Shifting Sounds in Spring

Dawn breaks over the
diminishing sound
of forced retreat.
A chorus constrained
by the bare and callow noise
that permeates our bandwidth.
Concerned communities
trace this diminuendo
of diversity,
captured by
acoustic accoutrements
to forecast
future soundscapes
stripped clean
of tone
and pitch
and voice.
The impending silence
scored firmly
by our
extinction of
experience.

A Common Firecrest singing in a conifer tree in Galicia, Spain (Image Credit: Noel Feans, via Wikimedia Commons).

This poem is inspired by recent research, which has found that the sounds of spring are changing, with dawn choruses across North America and Europe becoming quieter and less varied.

The extinction of experience concerns the loss of human-nature interactions. These interactions can take a wide diversity of forms, including walking in wilderness areas, visiting urban greenspaces, listening to bird song, picking flowers, or catching insects. Sadly this extinction of experience is driving a growing human-nature disconnect, with negative impacts on physical health, cognitive ability, and wellbeing. Not only does this loss reduce the important benefits that people gain from these interactions, but it may also undermine their support for pro-biodiversity policies and management actions, and thus play an important role in shaping the future of biodiversity. As such it is extremely important to help make some of these losses more visible and accountable.
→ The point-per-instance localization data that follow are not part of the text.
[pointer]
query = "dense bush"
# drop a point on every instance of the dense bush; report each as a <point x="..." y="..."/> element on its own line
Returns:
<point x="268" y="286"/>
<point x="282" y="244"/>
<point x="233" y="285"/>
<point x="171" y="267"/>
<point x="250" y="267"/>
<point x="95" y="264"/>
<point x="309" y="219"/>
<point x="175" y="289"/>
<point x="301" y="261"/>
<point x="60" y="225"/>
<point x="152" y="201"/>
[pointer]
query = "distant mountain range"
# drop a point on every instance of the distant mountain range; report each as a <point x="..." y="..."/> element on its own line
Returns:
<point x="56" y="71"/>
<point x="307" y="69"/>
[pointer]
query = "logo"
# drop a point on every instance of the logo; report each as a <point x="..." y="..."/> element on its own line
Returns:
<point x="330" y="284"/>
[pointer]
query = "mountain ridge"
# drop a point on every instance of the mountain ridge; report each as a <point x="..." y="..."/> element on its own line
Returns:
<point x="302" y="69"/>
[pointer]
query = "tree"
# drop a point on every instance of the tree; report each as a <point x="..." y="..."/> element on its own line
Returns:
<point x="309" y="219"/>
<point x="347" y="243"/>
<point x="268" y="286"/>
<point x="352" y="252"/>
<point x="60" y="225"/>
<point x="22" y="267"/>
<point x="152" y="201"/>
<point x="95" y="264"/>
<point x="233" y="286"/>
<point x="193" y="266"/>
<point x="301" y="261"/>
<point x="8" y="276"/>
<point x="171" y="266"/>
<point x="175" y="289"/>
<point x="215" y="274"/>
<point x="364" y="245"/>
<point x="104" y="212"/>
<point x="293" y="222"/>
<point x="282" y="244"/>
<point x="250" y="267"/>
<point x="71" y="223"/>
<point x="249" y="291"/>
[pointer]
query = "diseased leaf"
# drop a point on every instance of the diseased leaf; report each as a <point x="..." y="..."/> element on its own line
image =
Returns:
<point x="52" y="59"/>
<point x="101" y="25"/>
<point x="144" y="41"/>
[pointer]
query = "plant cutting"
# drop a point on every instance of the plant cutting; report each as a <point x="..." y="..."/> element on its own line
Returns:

In this new study, researchers used annual bird count data for more than 200,000 sites across North America and Europe and combined these with recordings for over 1,000 species from an online database of bird calls and songs. This was then used to reconstruct historical soundscapes for these sites from 1996 to 2018, with their acoustic characteristics quantified using four indices designed to quantify the diversity and intensity of each soundscape as a whole. In analysing these indices, the researchers found a widespread decline in the acoustic diversity and intensity of these natural soundscapes, driven by changes in the composition of bird communities, with this decline most pronounced during spring, when birds are most vocally active. The researchers also observed that those sites that have experienced the greatest declines in bird populations also had the largest declines in acoustic diversity and intensity. This research highlights that action is now needed to ensure the protection and recovery of high-quality natural soundscapes to prevent their further deterioration, and to safeguard against the associated impacts that this loss will have on our own connection with nature, to try and halt this extinction of experience.